Stefan Eins, Eye-Extension, poster, 1975. Offset print, 23 ¼ x 33 in. Eins’ headdress with mirrors was an invention designed to expand our vision.
Curiosity, a sense of wonder, and the belief that anything can be art are the elements that helped make Stefan Eins into an innovative art figure in the 1970s. Born and raised in Austria, Eins came to NYC in 1967, and settled into a small storefront in Soho in 1972 when it was still a deserted manufacturing district. When art galleries began moving into the area, Eins hid his bed behind a screen, and turned his live-in studio into a D.I.Y. exhibition space. Deliberately avoiding the word “art,” Eins called the space The 3 Mercer Street Store, and exhibited low-priced works with popular appeal by himself and artist friends.
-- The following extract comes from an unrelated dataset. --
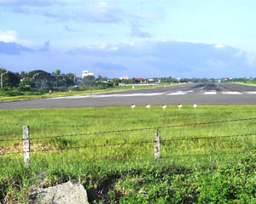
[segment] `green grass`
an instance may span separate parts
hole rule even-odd
[[[173,83],[172,86],[179,85],[183,83]],[[135,89],[140,88],[150,88],[156,87],[163,87],[163,86],[171,86],[170,83],[162,83],[159,85],[152,85],[152,86],[143,86],[138,85],[135,86]],[[72,91],[72,92],[52,92],[51,94],[44,94],[40,92],[20,92],[17,90],[14,91],[0,91],[0,102],[9,102],[9,101],[17,101],[17,100],[26,100],[26,99],[46,99],[52,97],[62,97],[62,96],[72,96],[72,95],[84,95],[84,94],[94,94],[98,93],[105,93],[105,92],[114,92],[114,91],[123,91],[123,90],[130,90],[132,89],[132,86],[117,86],[114,88],[108,88],[105,89],[91,89],[85,91]]]
[[[166,110],[160,106],[149,110],[140,106],[133,111],[129,106],[2,110],[0,140],[21,139],[22,126],[28,125],[32,150],[52,151],[32,153],[28,170],[24,168],[21,154],[0,156],[0,199],[9,196],[11,201],[29,202],[27,192],[37,183],[36,173],[48,170],[45,186],[79,179],[89,190],[90,201],[96,202],[226,203],[225,199],[230,199],[233,201],[230,203],[253,203],[256,196],[254,136],[221,137],[254,134],[256,120],[183,125],[255,118],[255,108],[199,105],[194,110],[183,105],[178,110],[177,105],[169,105]],[[186,139],[162,143],[162,159],[155,162],[156,128],[172,126],[180,127],[159,129],[162,140]],[[75,135],[147,128],[154,129]],[[74,136],[35,139],[69,134]],[[211,138],[216,136],[220,138]],[[197,139],[201,137],[204,139]],[[145,141],[151,143],[141,143]],[[120,143],[138,144],[108,146]],[[21,147],[22,141],[0,142],[2,154],[20,151]],[[71,150],[56,150],[67,148]]]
Eventually Eins abandoned the fabrication of objects in favor of ready-mades that he found in the hardware and gadget stores on nearby Canal Street. He was consistent in the things he chose to exhibit, equating the fields of science, magic, religion and art, and professing an almost naïve sense of mystery in how simple inventions could expand our powers. Among the first ready-mades he exhibited at the 3 Mercer Street Store were a crowbar and pulley. For Eins, the wonder of how this pair of primitive tools helped people move heavy objects was what transformed practical objects into art.
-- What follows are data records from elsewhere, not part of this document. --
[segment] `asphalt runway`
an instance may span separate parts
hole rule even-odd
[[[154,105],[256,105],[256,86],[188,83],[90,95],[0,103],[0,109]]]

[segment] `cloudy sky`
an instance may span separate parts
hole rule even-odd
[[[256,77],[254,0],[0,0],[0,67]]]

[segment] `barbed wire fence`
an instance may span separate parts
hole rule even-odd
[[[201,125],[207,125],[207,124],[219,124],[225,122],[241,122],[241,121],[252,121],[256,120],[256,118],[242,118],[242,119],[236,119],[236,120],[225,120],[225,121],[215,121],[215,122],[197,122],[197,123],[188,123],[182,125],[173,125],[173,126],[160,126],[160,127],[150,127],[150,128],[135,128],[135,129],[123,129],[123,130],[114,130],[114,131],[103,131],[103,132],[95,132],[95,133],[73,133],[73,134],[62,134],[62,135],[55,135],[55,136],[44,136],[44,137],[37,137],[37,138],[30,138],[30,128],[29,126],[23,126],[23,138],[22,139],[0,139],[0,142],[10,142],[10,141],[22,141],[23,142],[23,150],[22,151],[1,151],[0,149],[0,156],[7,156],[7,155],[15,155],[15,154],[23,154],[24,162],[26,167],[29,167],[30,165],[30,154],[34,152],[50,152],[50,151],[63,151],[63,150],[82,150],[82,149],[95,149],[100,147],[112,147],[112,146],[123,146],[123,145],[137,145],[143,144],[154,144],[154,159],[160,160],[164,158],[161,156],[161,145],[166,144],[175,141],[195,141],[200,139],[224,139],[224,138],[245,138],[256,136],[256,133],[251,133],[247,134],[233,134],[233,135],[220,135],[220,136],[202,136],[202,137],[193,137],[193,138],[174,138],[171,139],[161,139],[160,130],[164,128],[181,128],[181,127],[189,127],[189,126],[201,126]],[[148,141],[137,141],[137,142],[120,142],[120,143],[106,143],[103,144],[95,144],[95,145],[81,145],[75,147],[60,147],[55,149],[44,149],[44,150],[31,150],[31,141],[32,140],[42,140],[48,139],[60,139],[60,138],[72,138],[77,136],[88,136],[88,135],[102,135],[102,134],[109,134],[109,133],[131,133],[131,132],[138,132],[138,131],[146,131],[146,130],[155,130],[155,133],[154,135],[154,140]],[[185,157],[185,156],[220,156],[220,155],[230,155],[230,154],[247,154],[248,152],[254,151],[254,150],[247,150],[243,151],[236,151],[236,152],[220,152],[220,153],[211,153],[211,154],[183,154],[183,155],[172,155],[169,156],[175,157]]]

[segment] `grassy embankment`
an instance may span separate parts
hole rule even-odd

Eins’ openness and his firmly-held belief that anything can be art are also at the root of his most famous creative endeavor — the founding in 1978 of Fashion Moda, an art space in the South Bronx. Fashion Moda brought downtown artists to a totally different part of the city that inspired them to move in new creative directions, as well as opening the path for local “vernacular” creativity like graffiti to migrate into the art mainstream.
For more about Stefan Eins go to “Stefan Eins: The Enigma Behind 3 Mercer Street and Fashion Moda, 1970-80” at Gallery 98’s online exhibition.
Stefan Eins, Iron Crowbar, 1974.
Stefan Eins, Metal Pulley with Rope, 1974.
Eins demonstrates the power of the pulley and crowbar, photographs, 1974.